First let's figure out how to calculate the amount owed at the end of any month. The first two months are easy:

Month Amount owed 0 P

In the first month, we pay interest on the principal in the amount of
P * .005, bringing the total to P * 1.005. But we also make a
payment of `pmt` dollars, so that at the end of month 1, the amount
owed is:

1 P * 1.005 - pmt

The next month, we pay interest on the amount still owed. That amount is P * 1.005 - pmt, so the interest is (P * 1.005 - pmt) * .005, and the total is (P * 1.005 - pmt) + (P * 1.005 - pmt) * .005, or (P * (1.005)^2 - pmt * 1.005. Then we make another payment, bringing the total down to:

2 P * (1.005)^2 - pmt(1 + 1.005)

The pattern continues in the third month:

3 P * (1.005)^3 - pmt(1 + 1.005 + (1.005)^2) 4 P * (1.005)^4 - pmt(1 + 1.005 + (1.005)^2 + (1.005)^3)

This pattern is simple enough that we can program it without much trouble:

sub owed { my ($P, $N, $pmt, $i) = @_; my $payment_factor = 0; for (0 .. $N-1) { $payment_factor += (1+$i) ** $_; } return $P * (1+$i)**$N - $pmt * $payment_factor; }

It requires a little high school algebra to abbreviate the formula. [8] 1 + 1.005 + (1.005)^2 + ... + (1.005)^(N+1) is equal to (1.005^N - 1)/ .005, which is quicker to calculate.

4 P * (1.005)^4 - pmt((1.005)^4 - 1)/0.005 5 P * (1.005)^5 - pmt((1.005)^5 - 1)/0.005 6 P * (1.005)^6 - pmt((1.005)^6 - 1)/0.005

so the code gets simpler:

sub owed { my ($P, $N, $pmt, $i) = @_; return $P * (1+$i)**$N - $pmt * ((1+$i)**$N - 1) / $i; }

Now, the question that everyone with a mortgage wants answered: how long before my house is paid off?

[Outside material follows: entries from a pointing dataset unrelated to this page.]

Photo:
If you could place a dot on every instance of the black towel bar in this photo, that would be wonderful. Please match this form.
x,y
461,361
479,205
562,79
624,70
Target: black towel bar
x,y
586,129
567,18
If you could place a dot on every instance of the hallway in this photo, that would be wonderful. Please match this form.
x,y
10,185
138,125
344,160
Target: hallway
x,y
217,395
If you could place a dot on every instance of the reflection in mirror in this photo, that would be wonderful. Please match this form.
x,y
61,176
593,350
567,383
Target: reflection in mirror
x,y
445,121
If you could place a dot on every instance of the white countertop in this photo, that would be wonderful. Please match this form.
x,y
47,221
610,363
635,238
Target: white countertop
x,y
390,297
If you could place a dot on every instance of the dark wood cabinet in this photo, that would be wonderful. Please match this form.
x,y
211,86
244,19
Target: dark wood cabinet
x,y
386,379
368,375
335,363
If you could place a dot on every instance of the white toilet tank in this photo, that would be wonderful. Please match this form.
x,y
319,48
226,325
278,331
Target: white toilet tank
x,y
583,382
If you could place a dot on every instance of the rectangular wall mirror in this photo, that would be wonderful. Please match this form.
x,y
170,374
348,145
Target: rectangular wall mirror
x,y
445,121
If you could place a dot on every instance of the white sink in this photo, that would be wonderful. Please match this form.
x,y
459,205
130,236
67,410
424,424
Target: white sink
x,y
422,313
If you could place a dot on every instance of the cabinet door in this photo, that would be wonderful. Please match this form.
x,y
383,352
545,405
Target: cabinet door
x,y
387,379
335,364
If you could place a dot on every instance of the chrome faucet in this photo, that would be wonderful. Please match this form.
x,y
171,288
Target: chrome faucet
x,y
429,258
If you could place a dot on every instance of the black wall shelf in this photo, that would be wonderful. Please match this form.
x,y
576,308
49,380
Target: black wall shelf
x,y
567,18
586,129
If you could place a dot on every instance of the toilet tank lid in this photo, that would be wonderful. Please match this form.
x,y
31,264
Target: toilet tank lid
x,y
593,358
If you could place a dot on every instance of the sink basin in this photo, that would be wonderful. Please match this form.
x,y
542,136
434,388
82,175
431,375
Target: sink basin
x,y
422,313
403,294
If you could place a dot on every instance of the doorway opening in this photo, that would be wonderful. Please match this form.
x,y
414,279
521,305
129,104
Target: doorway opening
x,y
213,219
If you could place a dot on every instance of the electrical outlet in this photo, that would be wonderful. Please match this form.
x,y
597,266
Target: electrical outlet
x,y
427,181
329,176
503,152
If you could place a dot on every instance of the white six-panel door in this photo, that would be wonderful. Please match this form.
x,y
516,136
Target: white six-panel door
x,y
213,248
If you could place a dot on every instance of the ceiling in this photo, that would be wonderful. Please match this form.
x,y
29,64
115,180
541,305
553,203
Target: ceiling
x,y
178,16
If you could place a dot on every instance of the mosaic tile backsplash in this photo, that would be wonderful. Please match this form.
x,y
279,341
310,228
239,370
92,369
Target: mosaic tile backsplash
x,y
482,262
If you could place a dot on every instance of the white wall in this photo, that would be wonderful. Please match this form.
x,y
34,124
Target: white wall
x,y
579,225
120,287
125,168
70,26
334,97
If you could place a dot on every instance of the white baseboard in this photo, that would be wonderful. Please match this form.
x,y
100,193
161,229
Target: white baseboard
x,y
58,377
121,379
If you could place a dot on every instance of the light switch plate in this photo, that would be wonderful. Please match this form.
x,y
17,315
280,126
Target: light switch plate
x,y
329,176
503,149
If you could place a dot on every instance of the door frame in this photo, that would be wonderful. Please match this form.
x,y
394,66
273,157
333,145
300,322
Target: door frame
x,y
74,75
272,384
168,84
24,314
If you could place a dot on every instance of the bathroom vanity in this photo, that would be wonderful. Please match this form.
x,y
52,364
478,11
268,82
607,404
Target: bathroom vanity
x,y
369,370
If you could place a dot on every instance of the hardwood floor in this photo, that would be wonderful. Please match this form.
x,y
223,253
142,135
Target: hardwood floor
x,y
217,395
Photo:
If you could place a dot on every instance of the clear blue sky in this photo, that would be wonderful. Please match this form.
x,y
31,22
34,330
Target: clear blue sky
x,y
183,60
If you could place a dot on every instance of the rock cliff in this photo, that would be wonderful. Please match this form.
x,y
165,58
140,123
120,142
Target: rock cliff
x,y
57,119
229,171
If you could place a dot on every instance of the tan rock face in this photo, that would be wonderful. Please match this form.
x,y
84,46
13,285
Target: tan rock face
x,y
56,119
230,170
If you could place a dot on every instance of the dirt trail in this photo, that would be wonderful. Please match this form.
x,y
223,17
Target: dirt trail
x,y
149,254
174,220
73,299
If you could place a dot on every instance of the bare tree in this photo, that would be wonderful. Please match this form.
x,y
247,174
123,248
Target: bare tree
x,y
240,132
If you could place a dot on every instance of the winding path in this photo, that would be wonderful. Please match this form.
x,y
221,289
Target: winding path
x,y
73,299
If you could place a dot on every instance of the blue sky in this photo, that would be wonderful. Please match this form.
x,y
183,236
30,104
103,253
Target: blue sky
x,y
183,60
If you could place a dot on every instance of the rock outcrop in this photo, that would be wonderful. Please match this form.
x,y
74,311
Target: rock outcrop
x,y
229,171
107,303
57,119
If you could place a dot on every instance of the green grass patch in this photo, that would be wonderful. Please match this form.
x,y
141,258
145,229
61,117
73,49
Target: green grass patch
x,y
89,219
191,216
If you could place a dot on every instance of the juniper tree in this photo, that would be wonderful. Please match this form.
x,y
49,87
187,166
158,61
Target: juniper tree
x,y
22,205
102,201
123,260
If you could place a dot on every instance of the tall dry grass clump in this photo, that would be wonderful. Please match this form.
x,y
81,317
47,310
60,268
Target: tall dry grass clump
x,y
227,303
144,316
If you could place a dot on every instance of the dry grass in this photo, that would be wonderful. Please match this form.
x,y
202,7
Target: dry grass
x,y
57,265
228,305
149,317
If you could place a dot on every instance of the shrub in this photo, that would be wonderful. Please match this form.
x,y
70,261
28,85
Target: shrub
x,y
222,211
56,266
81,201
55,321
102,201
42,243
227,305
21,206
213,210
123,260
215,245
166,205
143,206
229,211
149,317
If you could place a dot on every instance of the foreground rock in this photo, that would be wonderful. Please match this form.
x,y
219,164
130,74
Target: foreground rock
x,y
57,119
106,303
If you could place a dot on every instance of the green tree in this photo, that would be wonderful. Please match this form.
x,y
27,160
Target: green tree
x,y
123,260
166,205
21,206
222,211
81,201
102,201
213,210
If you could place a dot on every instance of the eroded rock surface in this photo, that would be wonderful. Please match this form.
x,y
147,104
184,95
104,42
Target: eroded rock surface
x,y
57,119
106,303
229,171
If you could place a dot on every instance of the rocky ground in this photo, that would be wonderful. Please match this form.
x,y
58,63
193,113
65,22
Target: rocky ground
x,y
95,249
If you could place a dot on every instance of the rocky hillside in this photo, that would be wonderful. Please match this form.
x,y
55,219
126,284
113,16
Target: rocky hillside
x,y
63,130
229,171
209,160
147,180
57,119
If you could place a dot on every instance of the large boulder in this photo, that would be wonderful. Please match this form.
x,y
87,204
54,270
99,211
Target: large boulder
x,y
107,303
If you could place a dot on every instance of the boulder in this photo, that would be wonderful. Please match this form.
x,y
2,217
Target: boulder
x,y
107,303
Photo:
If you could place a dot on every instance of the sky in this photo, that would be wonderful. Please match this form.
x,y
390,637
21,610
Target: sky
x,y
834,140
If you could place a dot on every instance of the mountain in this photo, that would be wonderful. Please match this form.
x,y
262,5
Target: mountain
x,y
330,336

We could try solving the equation `$P * (1+$i)**$N - $pmt *
((1+$i)**$N - 1) / $i` for `$N`, but doing that requires a lot of
mathematical sophistication, much more than coming up with the formula
in the first place. [9] It's much easier
to hand the `owed()` function to `solve()` and let it find the answer:

sub owed_after_n_months { my $N = shift; owed(100_000, $N, 1_000, 0.005); } my $stream = cut_loops(solve(\&owed_after_n_months)); my $n; $n = drop($stream) while $stream; print "You will be paid off in only $n months!\n";

According to this, we'll be paid off in 138.9757 months, or 11 and a half years. This is plausible, since if there were no interest we would clearly have the loan paid off in exactly 100 months. Indeed, after the 138th payment, the principal remains at $970.93, and a partial payment the following month finishes off the mortgage.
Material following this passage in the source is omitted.